年齢は80歳を過ぎている。日本にいる時は大のパチンコファンだった。パラグアイに渡った頃、日系人向けのラジオから流れてきたのが間寛平の「ひらけ!チューリップ」だった。その歌を聴くたびに日本を思い出し、パチンコを打ちたいという気持ちがふつふつと湧いてきた。
この曲は1975年にリリースされ、100万枚のヒットを飛ばしたパチンコソングで、50代以上の人なら聞き覚えがあるはずだ。これほどヒットしたパチンコソングは後にも先にもない。
40年以上経って初めて帰国して、真っ先に向かったのがパチンコホールだった。夢にまで見ていたパチンコを打った感想は「こんなのパチンコじゃねえ。目が回るだけ」とガッカリしてしまった。
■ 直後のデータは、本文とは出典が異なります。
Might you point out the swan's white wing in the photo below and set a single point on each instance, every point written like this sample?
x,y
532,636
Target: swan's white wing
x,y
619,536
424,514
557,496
40年以上も前にパチンコを打っていた人からすれば、この40年間のパチンコの進化はまさに浦島太郎状態で受け止めたに違いないが、進化は「面白くない」の一言だった。
逆に、現役バリバリで打っていた頃のチューリップ台が打ちたいという気持ちがますます高まってきた。
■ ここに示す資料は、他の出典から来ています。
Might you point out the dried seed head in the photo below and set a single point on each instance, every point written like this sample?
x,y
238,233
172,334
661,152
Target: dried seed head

もはやチューリップ台はパチンコ店から完全に消え去ってしまったのか、と思いながらも諦めきれなかった。それでチューリップ台がどこへ行けば打てるのかを探している過程で、7人目でやっとパチンコのことに詳しい業界人にたどり着いた。
そう、a-gonの手打ち式チューリップ台「昭和物語」が都内のホールには設置している。1カ月間は品川のホテルに滞在しているおじいさんを業界人が当該ホールまでアテンドすることになった。
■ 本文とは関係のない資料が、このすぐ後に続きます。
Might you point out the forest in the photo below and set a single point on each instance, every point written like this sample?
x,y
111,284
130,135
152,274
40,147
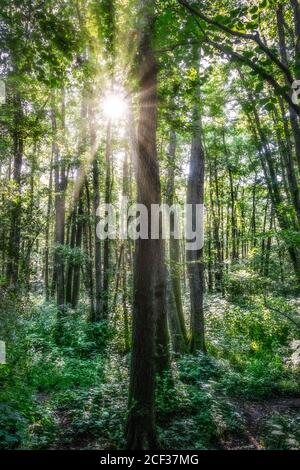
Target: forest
x,y
116,333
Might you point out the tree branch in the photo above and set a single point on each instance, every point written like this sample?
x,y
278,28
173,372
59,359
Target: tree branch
x,y
253,37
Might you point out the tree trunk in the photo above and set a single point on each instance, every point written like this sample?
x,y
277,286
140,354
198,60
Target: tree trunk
x,y
195,268
141,432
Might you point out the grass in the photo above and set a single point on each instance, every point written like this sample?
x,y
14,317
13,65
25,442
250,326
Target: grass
x,y
74,394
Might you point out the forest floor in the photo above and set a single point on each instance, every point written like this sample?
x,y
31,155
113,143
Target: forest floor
x,y
244,394
256,415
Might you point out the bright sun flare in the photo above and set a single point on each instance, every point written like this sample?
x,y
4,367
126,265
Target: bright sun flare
x,y
114,106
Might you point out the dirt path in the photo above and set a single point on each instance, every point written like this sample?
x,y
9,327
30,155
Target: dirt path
x,y
255,415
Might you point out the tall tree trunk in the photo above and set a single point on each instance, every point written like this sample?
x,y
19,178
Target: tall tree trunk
x,y
179,329
141,432
107,243
15,214
96,203
60,183
195,267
改めて「ひらけ!チューリップ」の歌詞を読んでみると、業界人は考えさせられることが多い。

1975年当時は35個の小さな玉に望みをたくして、とあるように貸し玉料金は1玉3円時代である。負けが込んですでに800円も使っている。ポケットを探って出てきた100円硬貨に最後の夢を託している姿が描かれている。
せいぜい負けて1000円というイメージだ。
大学生の初任給は当時とさほど変わっていないのに、パチンコに使う金額は10倍以上になっている。
警察庁が求める遊技としてのパチンコは、最終的にはここまで戻らなければいけない、ということでもあろう。ハードランディングでは業界が一気に崩壊するために、警察としてもそこまではできないが、ソフトランディングで「ひらけ!チューリップ」の時代まで戻そうということか?
そんなことをこのエピソードから思い浮かべてしまった。